Часть 8 (1/2)

Присутствие Роджерса в жизни Брока свелось к едва уловимым эмоциям: раздражению, злости, изредка — удовлетворению. Ощущалось это как звуки радио за стеной, когда слов не различить, только шум и мелодии проигрываемых песен. Не мелодии, не мотивы даже, а будто общее настроение. И чаще всего оно было нерадостным. То ли Роджерс сам по себе был скрывающим раздражение социофобом, то ли последние события подпортили ему характер, но ни разу за те две недели, прошедшие с сеанса церебральной ебли с выходом в нирвану вместо астрала, по связи не пришло ничего, кроме раздражения и злости. Удовлетворение и то было мрачненьким, будто Роджерс говорил кому-то: “Я вас предупреждал”.

Доктор Чо странно смотрела на Брока, все чаще переходила с ассистентами то ли на корейский, то ли на китайский, а самого Брока начинала утомлять роль подопытной крысы.

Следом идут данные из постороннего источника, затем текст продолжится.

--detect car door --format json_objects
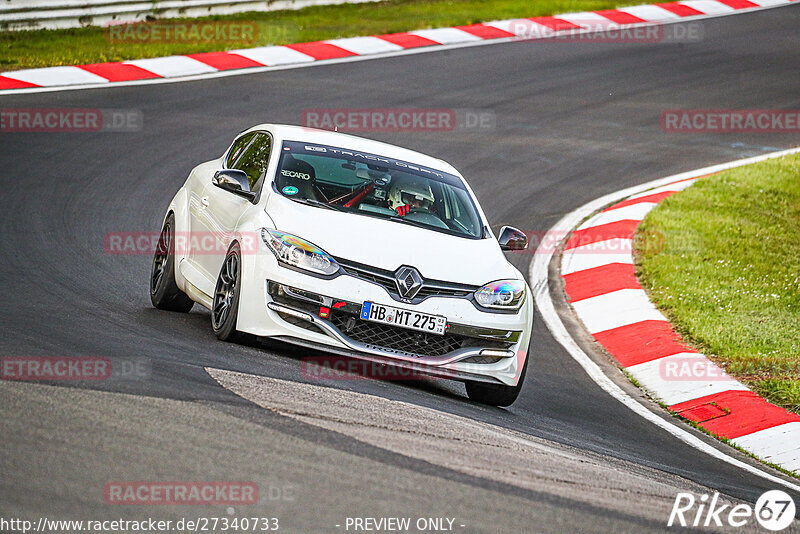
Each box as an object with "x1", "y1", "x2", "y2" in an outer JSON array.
[{"x1": 198, "y1": 132, "x2": 272, "y2": 281}]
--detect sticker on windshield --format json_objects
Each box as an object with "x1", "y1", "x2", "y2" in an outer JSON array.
[{"x1": 281, "y1": 169, "x2": 311, "y2": 180}]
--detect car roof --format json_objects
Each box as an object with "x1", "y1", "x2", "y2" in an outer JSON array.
[{"x1": 247, "y1": 124, "x2": 461, "y2": 176}]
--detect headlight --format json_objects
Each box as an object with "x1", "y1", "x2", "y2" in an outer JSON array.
[
  {"x1": 261, "y1": 228, "x2": 339, "y2": 275},
  {"x1": 475, "y1": 280, "x2": 525, "y2": 310}
]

Пусть и обеспеченной всем необходимым, но запертой в клетку с не ясными до конца перспективами.

Да и стоило признаться, ни одна из наиболее вероятных перспектив Брока не устраивала. Он не хотел ни в тюрьму, ни в лабораторию. А тех, что включали постель, Роджерса и деятельность, связанную с адреналином, пока не вырисовывалось, как он ни тужился их вообразить.

Во сне тоже не происходило ничего интересного, и к концу второй недели Брок заподозрил, что ему наверняка что-то подсыпают (или подливают) в пищу или воду. Что-то такое, что ослабляет связь. Потому что спать он стал как убитый, не видя во сне ни единого цветного пятна.

Ему чем дальше, тем больше нужно было к Роджерсу. Просто для того, чтобы вызвать у себя самого иллюзию, что он хоть на что-то в этой жизни влияет. Хоть на сны. Их с Роджерсом общие.

Что он не до конца превратился в крысу, бегущую по привычному лабиринту к кормушке, подгоняемую током, стоит выбрать неправильный поворот.

Кем-кем, а загнанной в лабиринт крысой Брок пробыл достаточно. И если уж он выжил каким-то охрененно чудесным образом, то больше играть по чужим правилам не собирался.

Завтрак он съел, но только для того, чтобы избавиться от него в туалете, включив душ на полную. Надеясь, во-первых, на то, что подмешанное не успело всосаться; и, во-вторых, на то, что искин если и заметит, не сочтет нужным докладывать об этом Чо или Старку.

С обедом было сложнее хотя бы потому, что после тренировок он был голоден как зверь, да и мысль о том, что мышцы не построить, если не жрать, не давала покоя, но Брок все-таки отправил в канализацию и прекрасный бифштекс, и салат.

От ужина просто отказался — он так делал и раньше, и ни разу еще никто не пришел кормить его с ложки. Можно было надеяться, что и в этот раз будет так же.

Засыпая, он был полон смутных надежд и решимости вырвать у жизни очередной кусок. Чего бы ему это ни стоило.

Роджерс свалился на него, словно только этого и ждал: сонно-горячий, полубессознательно податливый и удивительно… домашний. Они плыли в каком-то мареве, как под водой, Брок вцепился Роджерсу в плечи, чувствуя сквозь тонкую фланель тепло его кожи. Мир будто замер, и они кружили в густом розовом киселе, замедляющем движения, и Роджерс улыбался, хорошо так, почти ласково, сонно глядя из-под ресниц и приоткрывая губы.

Брок в этот момент забыл о том, что хотел урвать что-то там лично для себя, он вообще забыл обо всем на свете, видел только губы Роджерса. Его всего — такого.

Брок придвинулся ближе, так, что почувствовал чужое дыхание, а потом медленно, как в первый раз, прижался губами к губам.

Это и был первый раз — дошло вдруг до него. Там, в джакузи, они с поцелуями не торопились. Не говоря уже о спонтанном вебкаме.

Губы Роджерса были мягкими и теплыми, чуть сухими. Они слегка приоткрылись навстречу, будто Роджерс спал. А может, так и было.

Может, не одного Брока накачивали теми штуками, ослабляющими связь. Может, Роджерсу оно все нахрен не упало, и он готов был жрать всякую недоиспытанную дрянь только для того, чтобы не кончать, не притронувшись к члену, потому что Брок…

Роджерс был контрол-фриком и не хотел, чтобы кто-то кроме него решал, когда ему кончать. Будто это Брок включил ту чертову камеру и, поигрывая плагом, ждал, чем дело кончится.